演者 辻田 英司(広島赤十字・原爆病院 外科)
共同演者 宇都宮 徹(広島赤十字・原爆病院 外科), 山下 洋市(広島赤十字・原爆病院 外科), 太田 光彦(広島赤十字・原爆病院 外科), 田川 哲三(広島赤十字・原爆病院 外科), 松山 歩(広島赤十字・原爆病院 外科), 岡崎 仁(広島赤十字・原爆病院 外科), 山本 学(広島赤十字・原爆病院 外科), 筒井 信一(広島赤十字・原爆病院 外科), 石田 照佳(広島赤十字・原爆病院 外科)

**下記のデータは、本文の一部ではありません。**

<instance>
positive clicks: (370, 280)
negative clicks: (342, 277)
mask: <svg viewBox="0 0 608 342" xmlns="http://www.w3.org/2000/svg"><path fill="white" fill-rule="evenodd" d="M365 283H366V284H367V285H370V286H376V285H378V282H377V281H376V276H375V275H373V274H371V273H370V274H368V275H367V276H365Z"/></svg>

抄録 【症例】63歳、男性【現病歴】2年間、胸部陰影で経過観察中。2009年1月のCTで膵頭部腫瘤を指摘された。胸部陰影は精査にて炎症性腫瘤との診断。【既往歴】気管支喘息、高血圧、うつ病。【画像診断】《上下部消化管内視鏡》異常所見なし。《CT》膵頭部頭側に34x33mmの分葉状腫瘤あり。単純CTにて軽度高濃度。造影CTでは大部分が均一に軽度濃染される。門脈本幹、上腸間膜動脈から分岐した右肝動脈と接し、背側に圧排。固有肝動脈を左側に圧排し、総胆管とも接する。主膵管、肝外胆管に拡張なし。《PET-CT》腫瘍にSUV 5.1-5.3の集積。《EUS》膵頭部に接して38mm大の低エコー腫瘤。膵実質に接している部分は一部境界不明瞭。EUS下に穿刺吸引組織診施行。【病理診断】spindle cellより成る腫瘍。c-kit (-), CD34(-), S-100 (-), α smooth muscle actin (+), CAM5.2(-), MIB-1:10%以上で陽性。GISTあるいはleiomyosarcomaが疑われた。【手術】上記により、腫瘍核出術、あるいは膵頭十二指腸切除を予定し、手術を行った。開腹所見では、腫瘍は肝十二指腸靭帯内の膵頭側に認められ、膵実質への浸潤は無かった。十二指腸を授動した後に総肝動脈、胃十二指腸動脈、固有肝動脈、右肝動脈にそれぞれテーピングを行った。門脈腹側に4cmの白色調腫瘍を認めた。門脈とは約2cmにわたり接しており、肉眼的に門脈壁原発の腫瘍と考えられた。腫瘍の上下で門脈を全周性に剥離し、テーピングを行った。門脈本幹を約3cm合併切除し腫瘍を摘出した。リンパ節廓清は#8, 9, 12, 13aまで行った。再建は5-0ネスピレンにて連続縫合で行った。【結語】血管原発平滑筋肉腫はその75%が下大静脈に発生する。門脈系に認められることは非常に稀であり、これまで5例の英文報告を認めるのみである。2例が門脈に、3例が上腸間膜静脈に認められた。平均年齢は44歳(28-62)。腫瘍径は7.5cm(4-13)。症状は食欲不振、腹痛、腹満など特異的なものはない。治療法は、外科的切除が第一選択であり、化学療法、放射線療法の有効性は定かではない。今回我々は、門脈原発が示唆された平滑筋肉腫を経験した。膵頭部付近の平滑筋肉腫を認めた場合、門脈再建を要する本疾患を考慮する必要があると考えられた。